Y no hace mucho todos fuimos testigos de uno de los actos por una parte de expresión de la más descarnada represión. Quienes son capaces de hacer las torturas sistemáticas…, de Guantánamo, etc, son capaces también de ir cobardemente, una enorme fuerza militar desplegada, para atacar a un hombre, a un solo hombre que cuando cayó, no sé si será la clásica aversión a la cultura que tienen algunos políticos norteamericanos, pero cuando lo asesinaron fue el 23 de septiembre. Era como decirle a los puertorriqueños que Lares, el alma de Lares, el espíritu de Lares, viviría siempre. Que se reproduce en otros 23 de septiembre y que dará y seguirá dando un pueblo como ese, donde un solo hombre supo morir, compañero Filiberto Ojeda. Muchos Filibertos habrá.

Nosotros, los latinoamericanos, que nos empeñamos por consolidar nuestras respectivas independencias nacionales, por desarrollar la integración de nuestras economías, por promover la cooperación, que nos afirmamos en la creencia que repiten millones por todo el planeta de que otro mundo mejor es posible, no olvidemos nunca que es posible porque mucha gente se sacrificó, porque mucha gente persistió; y para nosotros los de acá especialmente porque un pueblo, el único que nunca ha alcanzado la libertad, el único al cual no pudimos llevar el mensaje que el libertador levantó en esta hermosa tierra, supo resistir y vencer.

No nos confundamos. Puerto Rico no es ejemplo de domesticación, de servilismo. Puerto Rico es ejemplo de hazaña, de heroísmo y de capacidad de llevar ese heroísmo y esa hazaña hasta la victoria. Por eso nuestra gratitud al pueblo puertorriqueño, a sus patriotas, a sus héroes y heroínas. Nuestra gratitud y nuestro reconocimiento a los compañeros de la Internacional Socialista y de la COPPPAL por haber contribuido a hacer posible este hermoso encuentro en el que, como se ha dicho con más de uno, nadie viene con una agenda propia, nadie tiene un interés particular que promover.

Aparentemente todos tenemos una gran prioridad, pagar nuestra deuda al pueblo de Puerto Rico y pagar nuestra deuda a Simón Bolívar e inspirarnos en ese pueblo que ya nos hizo el favor a nosotros de demostrar que la absorción económica, que la anexión, que el secuestro del espíritu nacional, por muy poderoso que sea el imperio, fracasará. Porque fracasó con la más pequeña de nuestras hermanas. Fracasó con la que quedó abandonada. Cómo no va a fracasar frente a una América Latina y un Caribe unido.

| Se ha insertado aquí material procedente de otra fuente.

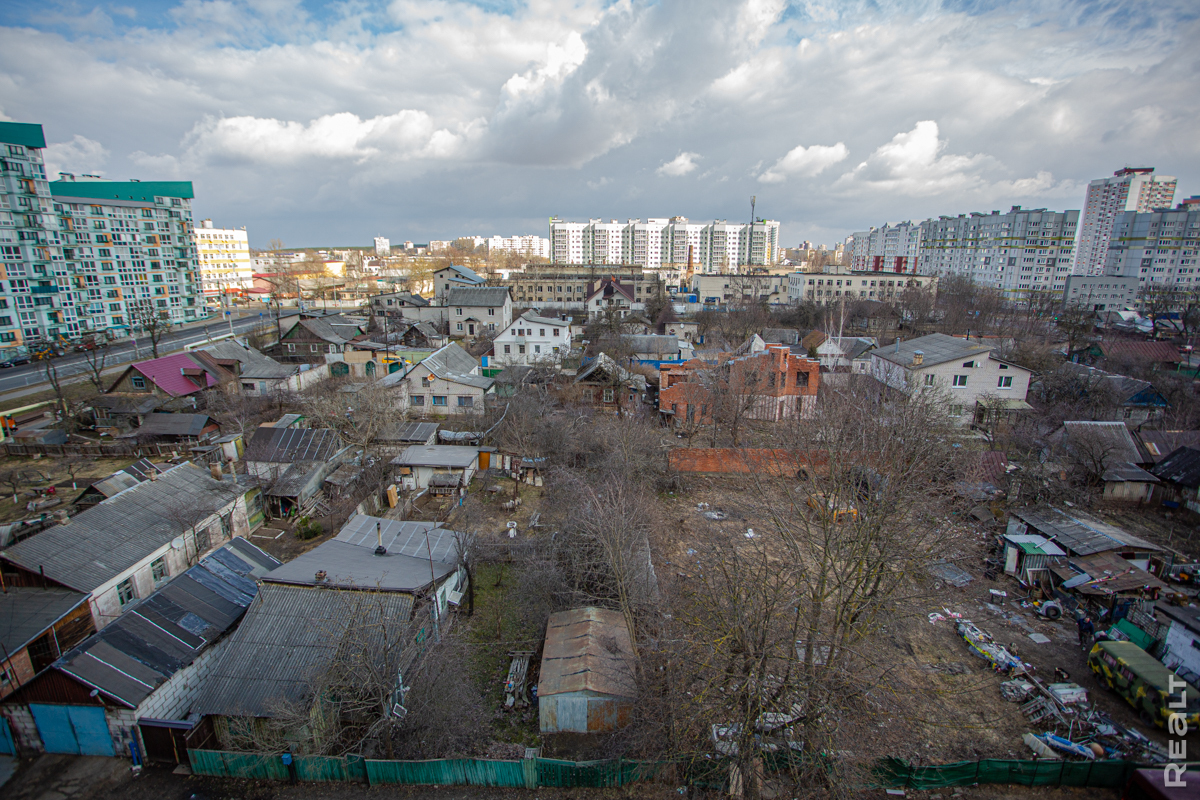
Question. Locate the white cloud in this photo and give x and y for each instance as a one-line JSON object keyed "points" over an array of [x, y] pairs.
{"points": [[679, 166], [805, 162], [79, 155]]}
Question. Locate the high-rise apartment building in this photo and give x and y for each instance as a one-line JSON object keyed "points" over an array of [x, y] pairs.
{"points": [[1133, 188], [127, 254], [223, 254], [1159, 246], [712, 247], [891, 248], [1023, 251]]}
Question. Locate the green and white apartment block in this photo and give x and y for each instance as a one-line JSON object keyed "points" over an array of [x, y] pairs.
{"points": [[81, 256]]}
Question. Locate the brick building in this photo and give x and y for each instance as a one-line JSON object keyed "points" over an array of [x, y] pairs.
{"points": [[769, 385]]}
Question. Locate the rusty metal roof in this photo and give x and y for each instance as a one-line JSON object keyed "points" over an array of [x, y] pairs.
{"points": [[587, 650]]}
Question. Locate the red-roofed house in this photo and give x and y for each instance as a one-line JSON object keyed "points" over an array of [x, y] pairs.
{"points": [[175, 376]]}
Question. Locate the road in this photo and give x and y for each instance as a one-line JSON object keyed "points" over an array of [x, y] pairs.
{"points": [[123, 352]]}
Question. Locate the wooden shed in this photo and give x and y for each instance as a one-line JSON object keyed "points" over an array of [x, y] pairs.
{"points": [[587, 672]]}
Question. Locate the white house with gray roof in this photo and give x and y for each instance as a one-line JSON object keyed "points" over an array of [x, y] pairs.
{"points": [[532, 340], [448, 382], [478, 311], [967, 372]]}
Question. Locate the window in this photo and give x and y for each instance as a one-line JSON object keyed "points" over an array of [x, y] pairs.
{"points": [[125, 593]]}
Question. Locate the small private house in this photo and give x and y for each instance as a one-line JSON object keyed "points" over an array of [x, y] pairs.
{"points": [[532, 341], [587, 681], [477, 311], [967, 371], [1107, 450], [1182, 639], [125, 547], [455, 277], [396, 578], [448, 382], [443, 469], [135, 681], [1179, 476], [179, 376], [37, 624], [292, 464]]}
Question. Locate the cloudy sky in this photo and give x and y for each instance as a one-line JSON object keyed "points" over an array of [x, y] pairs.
{"points": [[331, 122]]}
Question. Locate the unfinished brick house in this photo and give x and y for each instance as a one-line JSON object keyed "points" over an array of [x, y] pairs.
{"points": [[771, 385]]}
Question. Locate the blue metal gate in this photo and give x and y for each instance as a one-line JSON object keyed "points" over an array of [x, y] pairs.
{"points": [[72, 729], [7, 746]]}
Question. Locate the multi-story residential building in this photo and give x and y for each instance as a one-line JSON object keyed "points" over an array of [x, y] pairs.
{"points": [[834, 286], [568, 286], [712, 247], [1133, 188], [127, 253], [528, 246], [1099, 292], [223, 254], [1159, 246], [31, 265], [1023, 251], [891, 248]]}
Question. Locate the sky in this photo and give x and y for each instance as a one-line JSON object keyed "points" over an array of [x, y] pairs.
{"points": [[333, 122]]}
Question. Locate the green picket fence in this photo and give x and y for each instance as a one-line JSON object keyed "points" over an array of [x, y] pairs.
{"points": [[1107, 774]]}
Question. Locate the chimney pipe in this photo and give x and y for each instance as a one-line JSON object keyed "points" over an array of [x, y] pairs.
{"points": [[379, 549]]}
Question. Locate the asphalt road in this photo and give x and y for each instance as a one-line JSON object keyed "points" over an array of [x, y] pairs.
{"points": [[120, 353]]}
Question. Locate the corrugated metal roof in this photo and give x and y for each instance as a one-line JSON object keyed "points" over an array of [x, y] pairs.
{"points": [[1081, 534], [936, 348], [288, 636], [108, 539], [25, 613], [450, 456], [165, 632], [291, 445], [587, 650]]}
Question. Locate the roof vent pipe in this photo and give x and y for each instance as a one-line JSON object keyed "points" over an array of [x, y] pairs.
{"points": [[379, 549]]}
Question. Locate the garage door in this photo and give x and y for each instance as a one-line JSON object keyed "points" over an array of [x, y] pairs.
{"points": [[73, 729]]}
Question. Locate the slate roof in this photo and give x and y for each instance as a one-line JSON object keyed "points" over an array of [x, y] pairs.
{"points": [[1182, 467], [288, 636], [937, 348], [587, 650], [1157, 445], [291, 445], [255, 365], [120, 531], [169, 425], [1152, 352], [1079, 533], [450, 456], [407, 432], [165, 632], [25, 613], [454, 364], [477, 296]]}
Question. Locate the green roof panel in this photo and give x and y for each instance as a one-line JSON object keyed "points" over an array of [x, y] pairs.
{"points": [[142, 191], [24, 133]]}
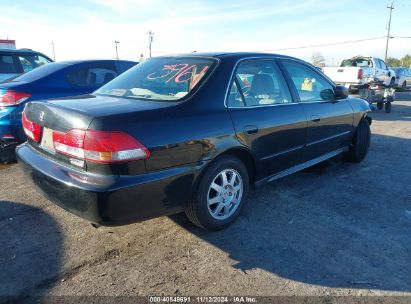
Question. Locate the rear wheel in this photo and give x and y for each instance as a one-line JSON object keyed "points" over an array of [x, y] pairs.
{"points": [[220, 195], [360, 143]]}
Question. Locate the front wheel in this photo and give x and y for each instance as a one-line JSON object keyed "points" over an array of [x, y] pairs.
{"points": [[360, 142], [220, 194]]}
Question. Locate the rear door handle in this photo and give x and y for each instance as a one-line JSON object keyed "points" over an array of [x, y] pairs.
{"points": [[251, 129], [315, 118]]}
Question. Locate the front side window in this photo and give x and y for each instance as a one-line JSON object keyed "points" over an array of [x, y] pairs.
{"points": [[258, 83], [161, 79], [310, 85], [32, 61], [91, 76]]}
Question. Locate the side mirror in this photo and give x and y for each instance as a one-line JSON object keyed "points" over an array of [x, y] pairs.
{"points": [[340, 92]]}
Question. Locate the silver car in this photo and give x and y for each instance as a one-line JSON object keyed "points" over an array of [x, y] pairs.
{"points": [[402, 78]]}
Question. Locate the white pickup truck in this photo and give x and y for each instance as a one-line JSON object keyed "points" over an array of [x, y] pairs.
{"points": [[355, 72]]}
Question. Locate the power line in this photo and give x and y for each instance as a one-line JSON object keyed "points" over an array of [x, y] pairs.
{"points": [[324, 44]]}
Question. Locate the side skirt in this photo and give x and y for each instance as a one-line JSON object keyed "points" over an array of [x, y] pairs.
{"points": [[299, 167]]}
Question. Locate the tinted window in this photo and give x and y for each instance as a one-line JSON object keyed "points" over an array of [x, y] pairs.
{"points": [[310, 85], [165, 79], [258, 83], [8, 65], [123, 66], [96, 75], [31, 61], [40, 72]]}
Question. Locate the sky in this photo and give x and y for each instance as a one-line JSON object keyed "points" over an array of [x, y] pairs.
{"points": [[86, 29]]}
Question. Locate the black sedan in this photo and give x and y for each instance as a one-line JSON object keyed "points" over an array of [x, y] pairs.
{"points": [[188, 133]]}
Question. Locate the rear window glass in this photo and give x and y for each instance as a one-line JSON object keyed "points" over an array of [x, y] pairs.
{"points": [[162, 79], [95, 75], [356, 62], [8, 65], [39, 72]]}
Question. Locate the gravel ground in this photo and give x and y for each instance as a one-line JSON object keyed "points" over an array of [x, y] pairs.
{"points": [[335, 229]]}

Por eso es que voy a terminar, por eso es que Rubén te felicito especialmente a ti y a todos los compañeros y compañeras del Partido Independentista Puertorriqueño. Nuestra gratitud a ustedes y a todos los puertorriqueños. Y aquí en Panamá, junto a Bolívar, unidos todos, volvamos a proclamar que ¡Viva Puerto Rico Libre!